Implementing an autoregressive distributed lag (ADR) model

I am trying to implement an autoregressive distributed lag (ADR) model something to the effect of this (also):

y_{t} = \alpha + \sum\limits_{j=1}^{p}\phi_{j} y_{t-j} + \sum\limits_{j=0}^{q,1}\beta_{1,j} x_{1,t-j} + \dots + \sum\limits_{j=0}^{q,k}\beta_{k,j} x_{k,t-j} + \epsilon_{t}

It’s commonly used in economics and ecology but haven’t found a Stan model example with it yet.

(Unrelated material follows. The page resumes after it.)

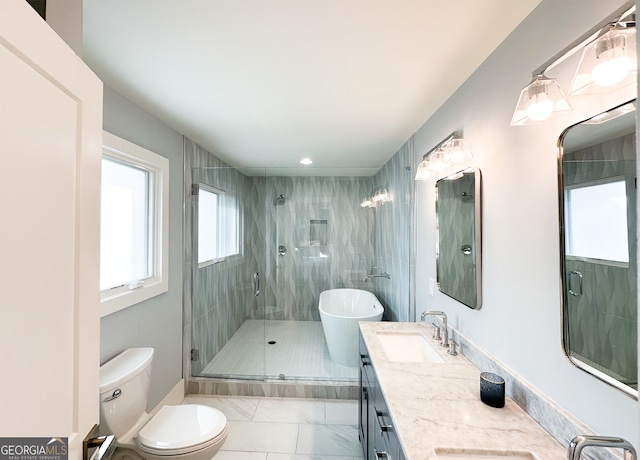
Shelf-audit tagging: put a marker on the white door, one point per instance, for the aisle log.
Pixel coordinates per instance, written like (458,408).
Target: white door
(50,150)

I’m somewhat stuck as to what would be best to do after I add the AR(p) component. I’ve had a few attempts without success. This is the code that I’ve been using as my base model from brms, I’ll explain what I’ve tried to do to it:

data {
  int<lower=1> N;  // number of observations
  vector[N] Y;  // response variable
  int<lower=1> K;  // number of population-level effects
  matrix[N, K] X;  // population-level design matrix
  // data needed for ARMA correlations
  int<lower=0> Kar;  // AR order
  int<lower=0> Kma;  // MA order
  // number of lags per observation
  int<lower=0> J_lag[N];
  int prior_only;  // should the likelihood be ignored?
}
transformed data {
  int Kc = K - 1;
  matrix[N, Kc] Xc;  // centered version of X without an intercept
  vector[Kc] means_X;  // column means of X before centering
  int max_lag = max(Kar, Kma);
  for (i in 2:K) {
    means_X[i - 1] = mean(X[, i]);
    Xc[, i - 1] = X[, i] - means_X[i - 1];
  }
}
parameters {
  vector[Kc] b;  // population-level effects
  // temporary intercept for centered predictors
  real Intercept;
  real<lower=0> sigma;  // residual SD
  vector[Kar] ar;  // autoregressive effects
}
model {
  // initialize linear predictor term
  vector[N] mu = Intercept + Xc * b;
  // objects storing residuals
  matrix[N, max_lag] Err = rep_matrix(0, N, max_lag);
  vector[N] err;
  // include ARMA terms
  for (n in 1:N) {
    err[n] = Y[n] - mu[n];
    for (i in 1:J_lag[n]) {
      Err[n + 1, i] = err[n + 1 - i];
    }
    mu[n] += head(Err[n], Kar) * ar;
  }
  // priors including all constants
  target += student_t_lpdf(Intercept | 3, 0, 10);
  target += student_t_lpdf(sigma | 3, 0, 10)
    - 1 * student_t_lccdf(0 | 3, 0, 10);
  // likelihood including all constants
  if (!prior_only) {
    target += normal_lpdf(Y | mu, sigma);
  }
}
generated quantities {
  // actual population-level intercept
  real b_Intercept = Intercept - dot_product(means_X, b);
}

My strategy was to get the AR(p) component

y_{t} = \alpha + \sum\limits_{j=1}^{p}\phi_{j} y_{t-j} + \epsilon_{t}

then repeat it for the lagged exogenous regressors substituting \phi with \beta and reindex it with a

Please share your Stan program and accompanying data if possible.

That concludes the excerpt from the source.